Título: Liberdade para réus cria polêmica jurídica
Autor: Franco, Bernardo Mello; Gomes, Wagner
Fonte: O Globo, 14/02/2009, O País, p. 12

Entendimento do Supremo é contestado por delegados e magistrados, mas elogiado pela OAB e por advogados.

BRASÍLIA e SÃO PAULO. A decisão do Supremo Tribunal Federal (STF) de libertar réus já condenados por crimes como roubo, estupro e estelionato até que eles não possam mais recorrer da sentença dividiu a opinião de advogados, especialistas e representantes de associações de magistrados e policiais. A Associação dos Magistrados Brasileiros (AMB) e a Associação Nacional de Delegados da PF disseram que a soltura dos presos é um estímulo à impunidade e impõe mais um obstáculo para o combate ao crime no país. O jurista Fábio Konder Comparato classificou como lastimável a decisão da Corte.

Mas a decisão dos ministros do STF foi aplaudida pela Ordem dos Advogados do Brasil e por criminalistas como Fernando Castelo Branco, de São Paulo. Para ele, o STF limitou-se a cumprir o estabelecido na Constituição Federal. O secretário-geral da OAB, Alberto Zacharias Toron, saiu em defesa do tribunal:

- A decisão do STF é irretocável. O tribunal seguiu rigorosamente o princípio da presunção de inocência garantido pela Constituição.

Na quinta-feira, o STF mandou soltar mais cinco presos, determinando que o réu deve permanecer em liberdade até que a sentença seja confirmada em caráter definitivo. Para Marcos Leôncio, da Associação Nacional de Delegados da PF, o entendimento da corte pode jogar investigações complexas no lixo:

- A gente prende, o sistema não julga, e o criminoso é posto em liberdade. Parece que estamos enxugando gelo. Se o entendimento predominar, é melhor o STF fazer uma súmula dizendo que no Brasil ninguém mais vai preso. O Judiciário está se distanciando da realidade do país.

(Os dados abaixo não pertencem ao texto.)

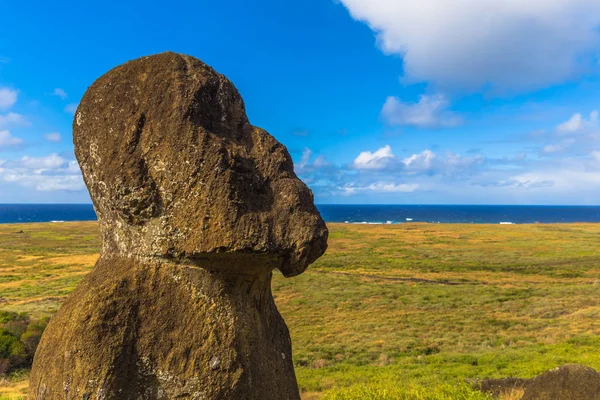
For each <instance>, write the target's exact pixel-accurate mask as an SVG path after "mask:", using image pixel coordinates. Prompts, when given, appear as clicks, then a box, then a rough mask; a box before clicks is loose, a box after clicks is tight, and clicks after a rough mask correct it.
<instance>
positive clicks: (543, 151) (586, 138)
mask: <svg viewBox="0 0 600 400" xmlns="http://www.w3.org/2000/svg"><path fill="white" fill-rule="evenodd" d="M535 139H536V140H541V141H546V144H545V145H543V146H542V148H541V155H544V156H556V155H562V156H564V155H568V154H579V155H581V154H589V152H590V151H591V149H593V148H594V146H595V145H596V143H598V141H599V140H600V122H599V120H598V111H592V112H591V113H590V114H589V116H588V117H586V116H584V115H583V114H581V113H576V114H573V115H572V116H571V117H570V118H569V119H568V120H566V121H565V122H563V123H561V124H559V125H558V126H556V128H555V129H554V130H552V131H548V132H542V133H541V134H539V135H536V136H535Z"/></svg>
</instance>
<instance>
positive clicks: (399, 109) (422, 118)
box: [381, 94, 462, 128]
mask: <svg viewBox="0 0 600 400" xmlns="http://www.w3.org/2000/svg"><path fill="white" fill-rule="evenodd" d="M449 105H450V102H449V101H448V99H447V98H446V96H444V95H442V94H435V95H432V96H426V95H423V96H421V97H420V98H419V101H418V103H405V102H402V101H401V100H400V99H399V98H398V97H393V96H390V97H388V98H387V100H386V101H385V104H384V105H383V108H382V109H381V116H382V117H383V119H384V121H385V122H386V123H387V124H389V125H400V126H401V125H406V126H415V127H419V128H436V127H450V126H456V125H459V124H461V123H462V118H461V117H459V116H458V115H456V114H454V113H452V112H450V111H448V110H447V108H448V106H449Z"/></svg>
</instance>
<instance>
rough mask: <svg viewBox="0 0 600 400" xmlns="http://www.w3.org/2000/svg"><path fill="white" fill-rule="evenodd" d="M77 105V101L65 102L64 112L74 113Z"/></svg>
mask: <svg viewBox="0 0 600 400" xmlns="http://www.w3.org/2000/svg"><path fill="white" fill-rule="evenodd" d="M78 106H79V104H78V103H70V104H67V105H66V106H65V112H67V113H69V114H73V115H75V112H76V111H77V107H78Z"/></svg>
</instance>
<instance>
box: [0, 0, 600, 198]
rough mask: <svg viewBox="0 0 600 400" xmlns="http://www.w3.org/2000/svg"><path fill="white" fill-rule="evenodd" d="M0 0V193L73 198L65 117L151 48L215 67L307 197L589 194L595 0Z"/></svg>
mask: <svg viewBox="0 0 600 400" xmlns="http://www.w3.org/2000/svg"><path fill="white" fill-rule="evenodd" d="M82 3H85V2H80V1H78V2H75V1H61V2H47V1H29V2H16V1H13V2H5V4H3V5H2V6H0V7H1V9H2V15H3V16H4V18H3V21H2V24H0V203H25V202H27V203H42V202H43V203H59V202H60V203H62V202H75V203H82V202H89V196H88V194H87V191H86V189H85V186H84V185H83V181H82V179H81V175H80V172H79V169H78V167H77V163H76V161H75V159H74V156H73V145H72V135H71V122H72V119H73V115H74V111H75V109H76V106H77V104H78V101H79V99H80V98H81V96H82V95H83V93H84V92H85V90H86V88H87V87H88V86H89V85H90V84H91V83H92V82H93V81H94V80H95V79H96V78H97V77H99V76H100V75H102V74H103V73H105V72H106V71H108V70H109V69H111V68H112V67H114V66H116V65H118V64H121V63H123V62H125V61H127V60H130V59H133V58H137V57H140V56H144V55H149V54H154V53H159V52H163V51H176V52H181V53H186V54H190V55H192V56H195V57H197V58H200V59H201V60H203V61H204V62H206V63H208V64H209V65H211V66H213V67H214V68H215V69H216V70H217V71H219V72H221V73H223V74H225V75H226V76H227V77H228V78H229V79H230V80H232V81H233V83H234V84H235V85H236V86H237V88H238V89H239V91H240V92H241V94H242V96H243V97H244V100H245V102H246V107H247V111H248V116H249V118H250V121H251V122H252V123H253V124H254V125H257V126H261V127H263V128H265V129H267V130H268V131H269V132H270V133H271V134H272V135H274V136H275V137H276V138H277V139H278V140H280V141H281V142H283V143H284V144H285V145H286V146H287V147H288V149H289V151H290V153H291V154H292V156H293V158H294V161H295V165H296V171H297V173H298V174H299V175H300V177H301V178H302V179H303V180H304V181H305V182H306V183H307V184H308V185H309V186H310V187H311V188H312V190H313V192H314V193H315V198H316V201H317V202H318V203H361V204H364V203H383V204H391V203H400V204H415V203H416V204H428V203H437V204H600V200H599V199H600V122H599V118H598V112H597V111H596V110H600V75H599V72H600V2H598V1H597V0H530V1H528V2H523V1H522V0H487V1H485V2H482V1H480V0H453V1H449V0H421V1H420V2H414V1H409V0H340V1H333V0H304V1H302V2H288V1H285V2H284V1H281V0H263V1H242V0H230V1H227V2H215V1H210V2H209V1H171V2H169V3H168V6H167V5H165V3H164V2H152V1H144V2H141V1H130V2H121V1H119V2H117V1H104V2H102V3H101V6H100V5H98V4H100V3H97V4H96V5H94V4H82Z"/></svg>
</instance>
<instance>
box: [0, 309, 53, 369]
mask: <svg viewBox="0 0 600 400" xmlns="http://www.w3.org/2000/svg"><path fill="white" fill-rule="evenodd" d="M47 324H48V318H44V319H42V320H39V321H30V319H29V317H28V315H27V314H24V313H20V314H17V313H14V312H9V311H0V376H6V375H8V374H10V373H11V372H13V371H15V370H18V369H24V368H30V367H31V364H32V362H33V356H34V354H35V351H36V349H37V346H38V344H39V342H40V338H41V336H42V333H43V332H44V329H45V328H46V325H47Z"/></svg>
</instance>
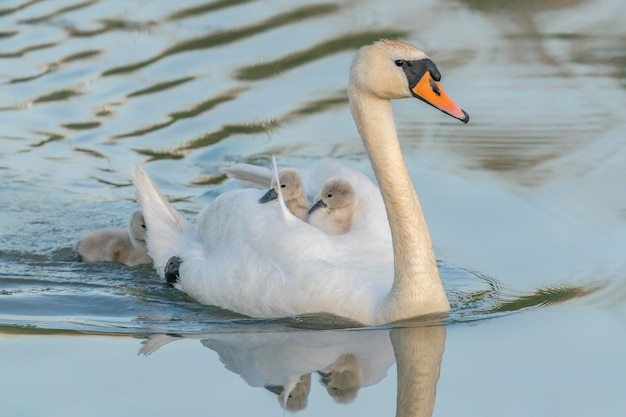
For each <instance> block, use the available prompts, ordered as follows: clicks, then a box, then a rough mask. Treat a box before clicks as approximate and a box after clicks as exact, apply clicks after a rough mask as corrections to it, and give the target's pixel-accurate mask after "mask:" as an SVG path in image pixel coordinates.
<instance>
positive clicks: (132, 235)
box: [128, 210, 146, 242]
mask: <svg viewBox="0 0 626 417" xmlns="http://www.w3.org/2000/svg"><path fill="white" fill-rule="evenodd" d="M128 232H129V234H130V237H131V238H133V239H135V240H138V241H140V242H145V241H146V221H145V220H144V218H143V213H142V212H141V210H136V211H135V212H134V213H133V215H132V216H131V217H130V223H129V225H128Z"/></svg>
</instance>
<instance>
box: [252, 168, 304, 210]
mask: <svg viewBox="0 0 626 417" xmlns="http://www.w3.org/2000/svg"><path fill="white" fill-rule="evenodd" d="M278 180H279V182H280V189H281V191H282V193H283V198H284V199H285V201H292V200H296V199H298V198H300V197H302V196H304V184H303V183H302V178H301V177H300V174H299V173H298V171H297V170H295V169H291V168H284V169H281V170H280V172H279V173H278ZM277 198H278V186H277V184H276V181H275V180H274V179H272V186H271V188H270V189H269V190H268V191H267V192H266V193H265V194H264V195H263V197H261V198H259V203H267V202H268V201H272V200H276V199H277Z"/></svg>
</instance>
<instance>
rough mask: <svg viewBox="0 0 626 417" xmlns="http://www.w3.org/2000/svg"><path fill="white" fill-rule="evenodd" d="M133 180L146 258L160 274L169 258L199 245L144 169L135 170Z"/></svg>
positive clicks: (161, 272) (192, 234) (185, 223)
mask: <svg viewBox="0 0 626 417" xmlns="http://www.w3.org/2000/svg"><path fill="white" fill-rule="evenodd" d="M132 177H133V183H134V184H135V187H136V188H137V191H136V196H137V202H138V203H139V205H140V206H141V211H142V213H143V216H144V220H145V222H146V243H147V247H148V255H150V257H151V258H152V259H153V261H154V267H155V268H156V269H157V270H158V271H159V273H160V274H162V273H163V267H164V266H165V264H166V263H167V261H168V259H169V258H170V257H171V256H172V255H178V254H179V253H180V252H181V251H182V250H183V248H189V247H192V246H194V245H196V246H197V245H198V244H199V242H198V241H197V237H196V236H195V233H194V228H193V226H192V225H191V224H190V223H189V222H188V221H187V220H186V219H185V218H184V217H183V216H182V215H181V214H180V213H179V212H178V211H176V209H175V208H174V207H172V206H171V205H170V203H169V202H168V201H167V200H166V199H165V197H163V195H162V194H161V192H160V191H159V190H158V189H157V188H156V186H155V185H154V183H153V182H152V180H151V179H150V177H149V176H148V174H147V173H146V171H145V170H144V168H143V166H141V165H139V166H138V167H137V168H135V169H134V170H133V172H132Z"/></svg>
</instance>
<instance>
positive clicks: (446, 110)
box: [350, 39, 469, 123]
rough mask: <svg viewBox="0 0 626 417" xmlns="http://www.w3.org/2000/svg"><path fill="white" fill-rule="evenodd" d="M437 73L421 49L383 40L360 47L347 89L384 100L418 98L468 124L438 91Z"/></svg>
mask: <svg viewBox="0 0 626 417" xmlns="http://www.w3.org/2000/svg"><path fill="white" fill-rule="evenodd" d="M440 80H441V73H440V72H439V70H438V69H437V66H436V65H435V63H434V62H433V61H432V60H431V59H430V58H429V57H428V55H426V54H425V53H424V52H423V51H422V50H421V49H419V48H417V47H415V46H413V45H409V44H407V43H403V42H398V41H393V40H388V39H383V40H380V41H378V42H375V43H373V44H372V45H367V46H364V47H362V48H361V49H360V50H359V51H358V53H357V55H356V57H355V58H354V61H353V62H352V67H351V69H350V86H351V88H354V89H358V90H360V91H362V92H364V93H368V94H371V95H374V96H376V97H378V98H381V99H385V100H393V99H400V98H411V97H415V98H418V99H420V100H422V101H424V102H426V103H428V104H430V105H431V106H433V107H435V108H437V109H439V110H441V111H442V112H444V113H446V114H448V115H450V116H452V117H454V118H456V119H459V120H461V121H462V122H463V123H467V122H468V121H469V115H468V114H467V113H466V112H465V111H464V110H463V109H461V107H459V106H458V105H457V104H456V103H454V101H452V99H450V97H448V95H447V94H446V93H445V91H444V90H443V88H442V87H441V85H440V83H439V81H440Z"/></svg>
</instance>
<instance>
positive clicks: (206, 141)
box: [0, 0, 626, 416]
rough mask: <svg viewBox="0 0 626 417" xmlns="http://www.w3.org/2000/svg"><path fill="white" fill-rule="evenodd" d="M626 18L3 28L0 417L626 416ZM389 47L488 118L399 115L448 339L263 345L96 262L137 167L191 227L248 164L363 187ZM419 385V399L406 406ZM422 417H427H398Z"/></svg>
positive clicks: (340, 8)
mask: <svg viewBox="0 0 626 417" xmlns="http://www.w3.org/2000/svg"><path fill="white" fill-rule="evenodd" d="M623 10H624V8H623V7H622V5H621V3H620V2H618V1H614V0H598V1H547V2H543V1H542V2H524V5H523V6H522V5H521V4H518V2H513V1H511V2H509V1H494V2H490V1H444V2H437V1H423V2H412V1H400V0H397V1H396V0H394V1H387V2H375V1H366V2H338V3H337V2H329V3H324V2H302V3H294V2H290V1H212V2H201V1H193V2H192V1H189V2H182V3H181V2H178V3H176V2H166V1H157V0H155V1H110V0H107V1H103V0H102V1H84V2H81V1H51V0H49V1H5V2H1V3H0V357H1V358H3V359H2V372H1V374H2V377H1V378H0V400H1V401H2V404H3V405H2V409H3V411H4V410H6V415H24V416H32V415H41V416H57V415H58V416H61V415H63V416H70V415H81V416H82V415H94V416H96V415H110V414H112V413H117V414H124V415H153V416H154V415H171V414H172V413H179V414H180V413H186V414H220V415H233V416H235V415H237V416H238V415H244V414H256V415H280V414H282V413H283V407H287V408H288V409H291V410H295V408H299V409H300V411H298V412H297V413H298V415H302V416H306V415H342V416H351V415H366V416H370V415H371V416H374V415H381V414H386V415H392V414H394V413H396V410H398V411H397V413H398V415H431V414H432V415H434V416H452V415H459V414H464V415H480V416H500V415H509V416H527V415H537V416H544V415H545V416H560V415H563V416H566V415H567V416H587V415H603V416H620V415H621V414H622V410H623V409H624V407H625V406H626V403H625V400H624V399H623V398H622V397H623V396H622V395H621V393H622V392H623V389H624V386H625V385H624V375H626V363H625V362H624V360H623V358H622V356H623V355H622V353H623V348H624V346H626V343H625V342H626V307H625V300H626V285H625V284H626V261H625V258H624V254H625V253H626V252H625V248H626V193H624V186H625V184H626V170H625V168H624V167H625V166H626V152H625V151H624V149H625V148H624V143H625V142H626V137H625V133H624V132H626V122H624V118H623V112H624V109H625V108H626V90H625V87H626V82H625V81H626V71H625V67H626V47H625V45H626V42H625V41H626V29H625V28H624V25H623V21H624V19H625V18H626V16H625V13H626V12H624V11H623ZM380 37H394V38H398V39H402V40H405V41H408V42H411V43H414V44H417V45H419V46H421V47H423V48H424V49H425V50H427V52H428V53H429V55H430V56H431V57H432V58H433V59H434V60H435V61H436V62H437V64H438V66H439V69H440V70H441V72H442V74H443V83H444V85H445V88H446V91H447V92H448V93H449V94H450V95H451V96H452V97H453V98H454V99H455V101H456V102H457V103H459V104H460V105H461V106H462V107H463V108H464V109H466V110H467V111H468V112H469V113H470V115H471V122H470V124H468V125H467V126H463V125H461V124H460V123H458V122H455V121H454V120H451V119H450V120H449V119H447V118H445V117H444V116H442V115H440V114H439V113H438V112H436V111H434V110H432V109H431V108H427V107H426V106H423V105H420V104H419V103H415V102H406V103H405V102H402V103H396V104H394V111H395V115H396V123H397V127H398V131H399V134H400V137H401V141H402V148H403V152H404V154H405V157H406V160H407V164H408V166H409V170H410V173H411V176H412V179H413V182H414V184H415V187H416V189H417V191H418V193H419V196H420V200H421V202H422V204H423V206H424V210H425V213H426V217H427V221H428V224H429V227H430V230H431V235H432V238H433V243H434V246H435V250H436V253H437V257H438V259H439V261H440V269H441V275H442V279H443V281H444V285H445V287H446V290H447V292H448V295H449V298H450V300H451V304H452V311H451V313H450V316H449V317H448V318H447V319H446V320H444V321H443V322H437V323H436V324H437V326H433V323H432V322H428V323H425V322H424V321H420V320H414V321H410V322H408V323H405V324H404V325H403V328H402V329H400V328H395V329H393V331H392V330H391V329H390V328H387V327H384V328H376V329H342V328H345V327H346V326H348V327H352V324H351V323H346V322H342V321H341V320H337V319H336V318H330V317H312V318H310V317H305V318H302V317H298V318H285V319H281V320H259V319H253V318H246V317H241V316H237V315H234V314H232V313H228V312H224V311H221V310H219V309H216V308H212V307H209V306H202V305H199V304H197V303H195V302H193V301H192V300H190V299H189V298H188V297H187V296H185V295H184V294H182V293H180V292H178V291H177V290H175V289H173V288H171V287H168V286H167V285H165V284H164V283H163V282H161V281H160V280H159V279H158V277H157V275H156V274H155V273H154V271H153V270H152V269H151V267H150V266H149V265H145V266H138V267H133V268H127V267H124V266H119V265H114V264H86V263H83V262H80V260H79V259H78V257H77V256H76V254H75V251H74V249H73V245H74V244H75V242H76V241H77V239H78V238H79V237H80V236H81V235H82V234H83V233H84V232H86V231H89V230H94V229H99V228H104V227H125V225H126V223H127V220H128V218H129V217H130V214H131V213H132V211H133V210H134V209H135V208H136V203H135V201H134V189H133V187H132V184H131V182H130V171H131V169H132V168H133V167H134V166H136V165H137V164H139V163H144V164H145V166H146V170H147V171H148V172H149V173H150V175H151V177H152V178H153V179H154V180H155V182H156V184H157V186H158V187H159V188H160V189H161V190H162V191H163V192H164V194H165V195H166V196H167V197H168V198H169V199H170V200H171V201H173V204H174V205H175V206H176V207H177V208H178V209H179V210H181V211H182V212H184V213H185V215H186V216H188V217H189V218H190V219H193V216H194V215H195V213H197V212H198V211H199V210H200V209H201V208H202V207H203V206H204V205H205V204H207V203H210V202H211V201H212V200H213V199H214V198H215V197H216V196H217V195H219V194H220V193H221V192H223V191H225V190H228V189H232V188H234V187H235V186H236V185H235V184H234V183H232V182H231V181H228V180H227V179H226V178H225V177H224V176H223V175H222V174H221V173H220V171H219V168H220V166H222V165H225V164H229V163H233V162H250V163H257V164H260V165H267V164H268V163H269V160H270V158H271V155H276V156H277V158H278V161H279V165H282V166H290V165H299V166H305V167H310V166H313V165H315V164H317V163H318V162H320V161H321V160H324V159H328V158H332V159H335V160H339V161H340V162H342V163H344V164H346V165H349V166H351V167H354V168H355V169H358V170H360V171H362V172H364V173H365V174H367V175H369V176H371V175H372V172H371V168H370V166H369V162H368V161H367V157H366V155H365V153H364V151H363V148H362V145H361V142H360V140H359V138H358V134H357V132H356V129H355V128H354V124H353V122H352V119H351V117H350V113H349V110H348V107H347V99H346V97H345V88H346V83H347V71H348V67H349V64H350V60H351V57H352V55H353V53H354V51H355V50H356V49H357V48H358V46H359V45H362V44H364V43H369V42H371V41H373V40H375V39H378V38H380ZM426 324H428V326H426ZM331 328H332V329H336V328H340V330H332V331H331V330H329V329H331ZM433 329H435V330H433ZM407 345H408V346H413V348H414V349H413V350H412V349H407V348H406V346H407ZM403 346H404V347H403ZM416 352H417V353H416ZM420 352H421V353H420ZM137 353H140V354H139V355H137ZM346 355H347V356H346ZM342 360H343V361H344V362H345V363H346V364H347V365H346V366H348V365H349V366H348V367H350V371H349V373H348V374H347V375H351V376H352V377H353V378H352V379H350V378H347V379H345V378H344V379H343V380H342V379H341V378H340V377H337V380H338V381H344V382H346V381H348V382H350V381H355V380H356V381H357V382H358V383H355V384H356V385H354V384H353V385H350V387H351V390H350V389H347V391H341V395H344V397H341V395H339V394H336V393H335V395H333V394H332V393H331V392H332V390H331V389H330V388H328V386H329V377H328V376H326V377H324V374H326V375H329V374H331V372H330V371H329V369H330V368H332V367H333V364H335V367H338V365H337V364H338V363H340V362H341V361H342ZM396 361H397V364H398V365H396ZM337 372H339V371H337ZM420 372H423V373H424V374H425V375H430V376H431V377H432V378H430V379H428V378H426V380H427V381H430V382H429V383H428V384H425V385H426V387H424V388H423V389H422V388H421V386H419V387H420V389H418V390H416V391H417V392H410V393H408V394H406V395H404V394H403V395H398V394H399V392H400V393H403V392H404V391H403V387H414V386H417V385H419V384H417V385H416V382H415V381H414V380H412V379H411V376H415V375H417V374H419V373H420ZM438 372H440V374H438ZM307 375H308V376H307ZM335 375H338V374H335ZM437 376H439V377H438V379H437ZM300 378H303V381H302V382H301V384H300V388H299V391H295V392H298V393H301V394H302V395H301V397H298V398H295V397H294V398H293V399H292V400H291V401H290V402H287V403H285V402H282V397H279V394H280V391H281V389H280V387H281V386H285V385H287V384H288V383H293V384H295V383H296V382H298V381H300ZM407 378H408V379H407ZM331 379H332V378H331ZM330 385H332V384H330ZM348 385H349V384H348ZM344 388H345V387H344ZM435 388H436V395H435V391H434V390H435ZM420 393H421V394H420ZM428 393H430V394H428ZM427 394H428V395H427ZM420 395H424V398H427V399H424V398H422V397H421V396H420ZM338 398H339V399H338ZM341 398H344V399H343V400H341ZM398 398H401V399H402V401H400V400H397V399H398ZM428 398H429V399H428ZM407 399H408V400H407ZM432 401H434V403H433V404H434V411H433V409H432V407H424V409H420V410H418V411H415V410H414V409H413V411H412V412H410V413H409V414H407V413H406V412H405V414H402V413H403V412H404V411H406V410H407V408H406V407H408V409H411V408H410V407H411V406H413V407H418V408H419V404H430V402H432ZM344 403H346V404H344ZM298 404H299V406H297V407H296V405H298ZM302 404H304V407H302ZM416 404H417V405H416ZM431 405H432V404H431ZM403 410H404V411H403ZM288 412H291V411H288ZM294 412H295V411H294ZM4 414H5V412H3V415H4Z"/></svg>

Gilmar Mendes diz que STF aplicou a Constituição

Para o presidente da Associação dos Magistrados Brasileiros (AMB), Mozart Valadares, a libertação de réus incentiva a delinquência. Ele disse que a decisão torna regra a situação de réus confessos que permanecem fora da cadeia, como o jornalista Antonio Pimenta Neves, condenado a 18 anos de prisão pelo assassinato da jornalista Sandra Gomide:

- A população brasileira já vive em estado de insegurança. Infelizmente, a decisão do STF gera mais sensação de impunidade no país.

Favorável à decisão, o presidente do STF, Gilmar Mendes, disse que o julgamento está sendo mal interpretado:

- A sociedade é atingida de uma maneira geral pela insegurança, pelo mau funcionamento das políticas públicas, o que não decorre e não é atribuído necessariamente a essa decisão do Supremo. O tribunal está, na verdade, aplicando uma norma da Constituição.

Segundo o jurista Fábio Konder Comparato, uma medida como essa só vem confirmar a necessidade de uma reforma urgente no sistema penal brasileiro, que tem excesso de recursos e tramitações extremamente lentas de processos judiciais.

- É um escárnio. É inadmissível que isso esteja acontecendo. É imoral que os advogados procrastinem o processo dessa maneira. A defesa do réu deve ser feita com dignidade - disse Comparato.

Para Fernando Castello Branco, ainda que a decisão pareça um desconforto à sociedade, o órgão cumpre o seu papel de respeito à Constituição. Segundo ele, a medida é "extremamente legal", pois se o processo ainda não transitou em julgado, não há motivo para manter o réu preso:

- Considerando o princípio da presunção de inocência, não há motivo para manter o réu preso. O STF tem que cumprir a lei. É claro, uma medida como essa coloca o dedo na ferida do sistema e gera desconforto à sociedade, mas a decisão precisa ser cumprida. Se o Judiciário é falho e lento, com promiscuidade de recursos, não é culpa do STF. É o Legislativo que precisa tomar providências.

Luiz Flávio Gomes, doutor em direito penal pela Universidade de Madri, acredita que a decisão vai lotar o Judiciário de recursos. Para Gomes, a medida, porém, foi acertada:

- Todo réu vai querer recorrer, e os recursos vão lotar o Judiciário, mas isso faz parte da ampla defesa de uma pessoa - disse Gomes.